Not only do I admire the collectiveness of this project which displays a great sense of direction from Anthony, but also I appreciate the exhibition process. This included sharing the portraits as street art, blowing up their faces, and pairing them with a short but bold statement. Each poster reveals three separate reactions from the participants, which plays with gaze and seriousness, allowing glimpses into their character. The size of the work is hard to miss, and if the newspapers were overlooked, the large wheat pasted posters were not. These two elements, in the end, create interaction with the LGBT community, both through location and through take-away objects, which strengthens and expands the ongoing conversation.
Anthony Luvera is an Australian artist, writer and educator based in London. His photographic work has been exhibited widely in galleries, public spaces and festivals including the British Museum, London Underground’s Art on the Underground, National Portrait Gallery London, Belfast Exposed Photography, Australian Centre for Photography, PhotoIreland and Les Rencontres D’Arles Photographie. His writing appears regularly in a wide range of publications including Photoworks, Source, Photographies and Hot Shoe. Anthony lectures for a number of institutions, including Central Saint Martins College of Art and Design, London College of Communication, University for the Creative Arts Farnham and University College Falmouth. He also facilitates workshops and gives lectures for the public education programmes of the National Portrait Gallery, Barbican Art Galleries and The Photographers’ Gallery London.

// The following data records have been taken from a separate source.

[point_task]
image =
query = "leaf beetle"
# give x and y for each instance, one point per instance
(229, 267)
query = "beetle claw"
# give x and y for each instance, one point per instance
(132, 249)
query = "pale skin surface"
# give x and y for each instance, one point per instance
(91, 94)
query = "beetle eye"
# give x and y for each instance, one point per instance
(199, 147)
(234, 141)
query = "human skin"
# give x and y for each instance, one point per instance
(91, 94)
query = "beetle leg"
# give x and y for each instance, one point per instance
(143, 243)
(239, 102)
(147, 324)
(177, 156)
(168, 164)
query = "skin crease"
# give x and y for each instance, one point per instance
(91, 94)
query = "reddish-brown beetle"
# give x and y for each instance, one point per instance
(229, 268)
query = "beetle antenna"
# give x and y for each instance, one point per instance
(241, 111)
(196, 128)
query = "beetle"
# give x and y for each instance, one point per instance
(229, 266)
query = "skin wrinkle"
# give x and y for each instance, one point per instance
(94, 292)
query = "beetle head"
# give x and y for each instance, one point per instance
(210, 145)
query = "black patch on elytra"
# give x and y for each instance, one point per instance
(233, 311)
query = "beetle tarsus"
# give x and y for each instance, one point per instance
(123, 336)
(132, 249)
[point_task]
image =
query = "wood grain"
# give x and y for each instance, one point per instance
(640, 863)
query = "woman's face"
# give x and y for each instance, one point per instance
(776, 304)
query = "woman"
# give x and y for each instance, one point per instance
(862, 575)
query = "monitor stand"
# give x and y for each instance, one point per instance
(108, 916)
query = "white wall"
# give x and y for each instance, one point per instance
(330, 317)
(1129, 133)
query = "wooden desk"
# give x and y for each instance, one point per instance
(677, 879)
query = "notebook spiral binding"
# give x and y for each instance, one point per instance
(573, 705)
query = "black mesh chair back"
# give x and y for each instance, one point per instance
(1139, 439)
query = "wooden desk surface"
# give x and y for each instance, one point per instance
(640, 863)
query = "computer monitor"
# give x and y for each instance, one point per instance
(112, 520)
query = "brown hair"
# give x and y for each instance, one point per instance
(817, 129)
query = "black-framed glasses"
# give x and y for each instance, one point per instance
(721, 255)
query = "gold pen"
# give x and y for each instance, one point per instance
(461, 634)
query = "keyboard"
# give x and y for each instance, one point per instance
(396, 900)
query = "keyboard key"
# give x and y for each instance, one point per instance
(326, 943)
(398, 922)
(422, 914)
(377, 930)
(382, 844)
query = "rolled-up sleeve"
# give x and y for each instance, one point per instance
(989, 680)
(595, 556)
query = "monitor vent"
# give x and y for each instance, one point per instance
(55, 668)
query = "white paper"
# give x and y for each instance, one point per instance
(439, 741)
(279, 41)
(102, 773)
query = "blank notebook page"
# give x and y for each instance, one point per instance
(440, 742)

Anthony is interested in exploring some of the problems of photographic representations of social issues. Since 2002 he worked on a series of long-term projects with people who have experienced homelessness living in cities and towns across the United Kingdom, including London, Belfast, Colchester, and most recently Brighton. Through these projects, and the social relationships upon which they are based, he explores the tension between authorship (and artistic control), and the ethics involved in making photographs about other people’s lives. His first book Residency was published by Belfast Exposed and his most recent publication Queer in Brighton, co-edited with Maria Jastrezbka, was published by Photoworks and New Writing South in February 2014.
not going shopping
Throughout the process of making not going shopping, a public blog was kept from the first meeting through to after the exhibition. 4,000 copies of a 16-page newspaper, containing excerpts from the public blog and our private Facebook discussions alongside documentation of the making of the Collaborative Portraits, were distributed free across Brighton & Hove. The Collaborative Portraits were displayed on large-format posters in outdoor public spaces across Brighton. In addition, photographs made by participants and the Collaborative Portraits are featured alongside excerpts from oral history interviews and ephemera related to the cultural heritage of LGBT* people in the Queer in Brighton anthology which I co-edited with Maria Jastrzebska. Each of these different presentations show various aspects of not going shopping and the collaborative process that forms the work.